5.6
January 31, 2024

Barbie’s Oscars Snub is so Sexist.

Oh, Academy! You are a tastemaker.

I didn’t say whether it was good taste or bad taste—or bland taste lacking critical thinking skills.

“Barbie,” which was expected to sweep the Oscars like it did the globe last summer, only earned eight Oscar nominations. Yes, I said only.

I’m seeing two main reactions on the internet. One, “This is literally the plot in ‘Barbie,'” and two, “Why so sad, ‘Barbie’ earned a lot of nominations!”

I feel the younger generations don’t have the historical context to comprehend how “Barbie” is being slammed by only receiving eight nominations that I, an experienced xennial, do have. So let me explain.

First and foremost, Greta Gerwig and Margot Robbie deserved the honor of at least being nominated for Best Director and Best Actress. I did not say they needed to win. Ryan Gosling was one of the first to point this out because Kenergy deep down is feminist. But the collective genius these two managed to pull off is currently receiving a passive backlash by the sexist and misogynistic Academy. I love and support the history being made by other film nominees, but I do feel that as a white woman, we’re often stuck between a rock and a hard place: male and race.

Non-white women are achieving milestones that white women have yet to hit. I’m not saying that white women need to hit them first; I’m saying that we’re excluding some women in the fight to end racism. Women of all races should be collectively hitting these milestones together, but they’re not because ending sexism often takes a back seat to ending racism in this country. We should be ending them together, not one or the other.

And sometimes what we think is “ending racism or sexism” is merely tokenism—to offer up a token of representation, but not offer a permanent seat to the whole representation. I think this is what the Academy is f*cking doing to “Barbie”: ignoring the whole representation of women and selecting a few instead of accepting, welcoming, and giving hot, woke, feminist “Barbie” a permanent seat at the table. Because isn’t Margot Robbie’s “Barbie” just the triple threat to patriarchy—female, attractive, and smart? Is omitting her Best Actress performance a message that women can be pretty but not pretty and smart?

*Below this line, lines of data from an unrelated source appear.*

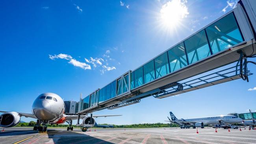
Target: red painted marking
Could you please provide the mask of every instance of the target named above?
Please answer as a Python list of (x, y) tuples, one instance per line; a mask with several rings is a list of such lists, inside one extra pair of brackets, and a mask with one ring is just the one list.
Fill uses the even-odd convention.
[(183, 143), (186, 144), (189, 144), (189, 143), (185, 140), (184, 139), (178, 137), (175, 137), (178, 139), (179, 139), (179, 140), (181, 141), (182, 142), (183, 142)]
[(102, 140), (102, 141), (100, 141), (100, 142), (97, 142), (97, 143), (95, 143), (94, 144), (101, 144), (101, 143), (104, 143), (104, 142), (109, 142), (109, 141), (110, 141), (110, 140), (113, 140), (113, 139), (115, 139), (115, 138), (114, 138), (114, 137), (113, 137), (113, 138), (109, 138), (109, 139), (107, 139), (107, 140)]
[(84, 142), (92, 140), (93, 140), (94, 139), (96, 139), (96, 138), (92, 138), (87, 139), (86, 139), (86, 140), (82, 140), (78, 141), (78, 142), (76, 142), (72, 143), (72, 144), (80, 144), (82, 142)]
[(131, 139), (132, 138), (132, 137), (130, 137), (130, 138), (126, 138), (125, 140), (122, 140), (122, 141), (119, 143), (118, 143), (118, 144), (123, 144), (125, 143), (126, 142), (127, 142), (128, 140), (129, 140)]
[(165, 138), (164, 138), (162, 135), (161, 135), (161, 136), (160, 136), (160, 137), (161, 138), (161, 140), (162, 140), (162, 142), (163, 144), (167, 144), (167, 142), (166, 141), (166, 140), (165, 140)]
[(149, 137), (150, 137), (150, 136), (151, 135), (151, 134), (148, 135), (147, 137), (144, 138), (144, 139), (142, 141), (142, 142), (141, 142), (141, 143), (142, 144), (146, 144), (146, 142), (147, 142), (147, 141), (148, 140), (148, 139), (149, 138)]

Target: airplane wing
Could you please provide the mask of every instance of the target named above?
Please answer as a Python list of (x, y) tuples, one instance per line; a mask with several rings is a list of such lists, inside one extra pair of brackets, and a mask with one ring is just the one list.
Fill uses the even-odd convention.
[[(122, 115), (93, 115), (94, 118), (98, 118), (98, 117), (108, 117), (108, 116), (121, 116)], [(80, 118), (83, 119), (86, 116), (90, 116), (88, 115), (83, 115), (80, 116)], [(66, 115), (66, 119), (67, 120), (74, 120), (77, 119), (77, 115)]]
[[(8, 112), (10, 112), (7, 111), (0, 111), (0, 113), (8, 113)], [(32, 113), (19, 113), (20, 116), (23, 116), (26, 117), (26, 118), (29, 117), (29, 118), (37, 119), (37, 118), (36, 117), (35, 117), (35, 116), (34, 114)]]

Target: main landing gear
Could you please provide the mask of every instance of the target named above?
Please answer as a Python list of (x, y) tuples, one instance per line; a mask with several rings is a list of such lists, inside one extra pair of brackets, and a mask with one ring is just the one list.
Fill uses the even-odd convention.
[(82, 128), (82, 132), (86, 132), (87, 131), (87, 128), (85, 127), (83, 127)]
[(67, 122), (68, 124), (69, 125), (69, 126), (68, 127), (67, 130), (69, 131), (70, 129), (71, 131), (73, 131), (73, 127), (72, 127), (72, 120), (69, 120), (68, 121), (67, 121)]

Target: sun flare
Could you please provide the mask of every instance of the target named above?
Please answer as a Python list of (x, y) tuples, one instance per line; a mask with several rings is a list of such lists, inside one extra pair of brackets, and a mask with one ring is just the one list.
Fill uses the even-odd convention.
[(162, 24), (171, 29), (180, 23), (189, 14), (187, 2), (186, 0), (172, 0), (163, 5), (160, 11)]

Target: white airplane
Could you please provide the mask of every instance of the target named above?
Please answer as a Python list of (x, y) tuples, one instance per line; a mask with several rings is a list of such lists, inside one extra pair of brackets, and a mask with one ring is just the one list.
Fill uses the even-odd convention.
[[(37, 119), (36, 126), (33, 130), (39, 131), (47, 131), (47, 124), (62, 124), (67, 122), (69, 124), (67, 130), (73, 130), (72, 120), (77, 120), (77, 115), (67, 115), (65, 114), (65, 105), (63, 100), (58, 95), (53, 93), (45, 93), (39, 95), (35, 100), (32, 106), (32, 113), (17, 113), (0, 111), (4, 113), (0, 116), (0, 126), (3, 127), (14, 127), (19, 123), (22, 116)], [(121, 115), (95, 115), (94, 117), (107, 117), (119, 116)], [(82, 126), (83, 131), (86, 131), (88, 128), (93, 127), (95, 120), (92, 115), (80, 116), (82, 119), (82, 123), (80, 125)], [(39, 126), (42, 124), (43, 127)]]
[(220, 124), (235, 124), (243, 122), (241, 118), (237, 118), (234, 116), (221, 115), (216, 116), (210, 116), (206, 118), (188, 119), (178, 119), (171, 112), (170, 112), (171, 120), (169, 119), (169, 122), (172, 123), (177, 124), (180, 125), (181, 128), (189, 128), (192, 126), (193, 129), (196, 127), (204, 128), (204, 126), (212, 126), (212, 125)]

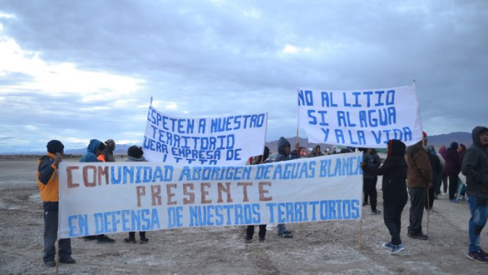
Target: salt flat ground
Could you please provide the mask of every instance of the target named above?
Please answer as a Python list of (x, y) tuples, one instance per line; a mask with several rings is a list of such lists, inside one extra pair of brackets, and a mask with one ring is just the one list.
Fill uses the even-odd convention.
[[(68, 160), (69, 161), (69, 160)], [(74, 160), (72, 160), (74, 161)], [(54, 274), (42, 259), (42, 207), (34, 159), (0, 161), (0, 274)], [(382, 200), (379, 182), (379, 209)], [(244, 242), (244, 226), (187, 228), (148, 233), (146, 244), (123, 242), (126, 233), (109, 235), (113, 244), (75, 238), (75, 265), (60, 265), (60, 274), (488, 274), (488, 265), (466, 258), (469, 211), (466, 203), (446, 196), (434, 202), (427, 241), (407, 237), (409, 203), (402, 217), (407, 249), (391, 256), (382, 215), (364, 207), (361, 249), (354, 221), (289, 224), (293, 239), (280, 239), (276, 227), (264, 242)], [(427, 212), (423, 227), (427, 230)], [(257, 228), (256, 228), (257, 229)], [(257, 230), (256, 230), (257, 231)], [(488, 250), (488, 235), (482, 246)], [(257, 232), (256, 232), (257, 237)]]

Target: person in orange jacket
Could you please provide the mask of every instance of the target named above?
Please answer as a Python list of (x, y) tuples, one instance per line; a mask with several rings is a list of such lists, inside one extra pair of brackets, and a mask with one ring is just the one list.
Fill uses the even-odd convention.
[[(44, 253), (42, 260), (45, 265), (55, 267), (56, 248), (58, 238), (58, 166), (63, 159), (64, 146), (56, 140), (47, 143), (47, 153), (38, 160), (37, 180), (44, 208)], [(61, 239), (59, 262), (74, 264), (71, 258), (71, 239)]]

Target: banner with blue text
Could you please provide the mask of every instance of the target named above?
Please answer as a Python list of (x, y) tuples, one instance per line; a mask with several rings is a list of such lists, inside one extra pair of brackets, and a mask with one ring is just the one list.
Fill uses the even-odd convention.
[(267, 113), (182, 118), (149, 107), (143, 150), (150, 162), (244, 165), (262, 155)]
[(58, 238), (361, 219), (362, 154), (247, 166), (59, 167)]
[(298, 90), (298, 125), (308, 141), (386, 148), (422, 139), (415, 85), (363, 91)]

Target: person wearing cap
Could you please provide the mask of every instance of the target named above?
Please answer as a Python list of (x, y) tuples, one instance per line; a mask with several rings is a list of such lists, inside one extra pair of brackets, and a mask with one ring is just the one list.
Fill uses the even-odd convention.
[[(127, 159), (126, 162), (147, 162), (145, 157), (143, 156), (144, 152), (142, 150), (142, 147), (138, 147), (134, 146), (130, 146), (127, 149)], [(139, 231), (139, 237), (141, 238), (141, 244), (146, 244), (149, 242), (149, 239), (145, 237), (145, 231)], [(124, 242), (127, 244), (135, 244), (136, 243), (136, 232), (131, 231), (129, 233), (129, 237), (124, 239)]]
[(426, 240), (429, 237), (422, 232), (422, 218), (427, 198), (427, 189), (432, 185), (432, 168), (429, 157), (424, 149), (427, 134), (424, 132), (421, 141), (409, 146), (405, 159), (409, 167), (407, 187), (410, 194), (410, 225), (407, 236), (412, 239)]
[[(98, 159), (97, 157), (102, 155), (106, 147), (105, 143), (97, 139), (90, 140), (88, 147), (86, 149), (86, 152), (79, 159), (79, 162), (102, 162), (101, 160)], [(86, 240), (96, 239), (97, 242), (99, 243), (115, 242), (115, 239), (109, 238), (104, 234), (100, 234), (96, 236), (85, 236), (83, 238)]]
[[(47, 153), (38, 160), (37, 180), (44, 209), (44, 253), (42, 260), (45, 265), (55, 267), (56, 248), (58, 238), (58, 167), (63, 159), (64, 146), (56, 140), (47, 143)], [(71, 258), (71, 239), (61, 239), (59, 262), (74, 264)]]

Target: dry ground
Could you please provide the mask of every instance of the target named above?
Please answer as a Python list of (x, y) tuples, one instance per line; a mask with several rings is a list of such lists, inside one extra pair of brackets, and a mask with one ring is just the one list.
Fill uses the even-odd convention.
[[(73, 160), (72, 160), (73, 161)], [(54, 274), (42, 260), (42, 210), (33, 159), (0, 160), (0, 274)], [(379, 189), (380, 184), (378, 184)], [(379, 209), (382, 210), (381, 191)], [(488, 274), (488, 265), (465, 258), (467, 203), (434, 202), (428, 241), (407, 237), (409, 204), (402, 216), (407, 249), (391, 256), (381, 246), (389, 240), (382, 216), (363, 207), (359, 249), (357, 221), (294, 223), (293, 239), (280, 239), (276, 228), (266, 241), (244, 242), (242, 226), (176, 229), (148, 233), (149, 243), (127, 244), (125, 233), (113, 244), (73, 239), (75, 265), (60, 265), (61, 274)], [(427, 230), (427, 214), (424, 215)], [(488, 250), (488, 236), (482, 233)], [(257, 237), (257, 232), (256, 232)]]

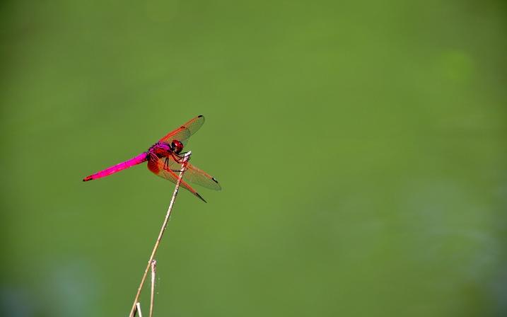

The fact that “Barbie” did not get nominations across the board but did get nominated in some token categories just proves my point above. These younger generations telling us to chill out have absolutely no reference point to how chill we have been—like chill…as an iceberg.

You know what other film was a fictional story based on true events that was also the #1 box office of the year?

“Titanic.”

In the 90s.

Fourteen nominations. Eleven wins.

It swept the Oscars, and James Cameron exclaimed that he felt like the “king of the world.”

Of course, it had a white, male director.

But doesn’t Greta deserve the same honor? To feel like she’s the “queen of the world”? (because she is!).

Not to mention, “Barbie” is way more culturally relevant than “Titanic.” “Barbie” is the iceberg to the patriarchy ship that hardwired institutions like the Academy work so industriously to keep afloat. All the Academy has done for women is uphold gender roles through the decades and throw women just enough bones and accolades for their artistry to not get labeled as “sexist.” The Academy has gifted few Oscars to deeply feminist narratives. And “Barbie,” the shallow stereotype for girls, is actually a deeply feminist zeitgeist that goes deeper than the “Titanic” or the collective intelligence of the Academy. I bet nobody on the Academy has a degree in Women’s Studies or identifies as nonbinary? Until it gets fresh (current, cutting-edge) blood, they will not be considered an authority on the arts. The movement waits for no (little gold) man.

So, are you still buying the Titanic-sized myth that “Barbie” is being honored? Make no mistake, “Barbie” is being acknowledged and nodded at, but she is in no way being treated with enthusiastic praise and admiration for the seriousness and seismic impact that she managed to make upon the culture. Can “Barbie” really have it all is the sparkly, pink question that we have been grappling with? Why does Ken get to be Kenough and get nominated/rewarded for his vulnerability? What about “Barbie’s” vulnerability? And when does “Barbie” get to be enough?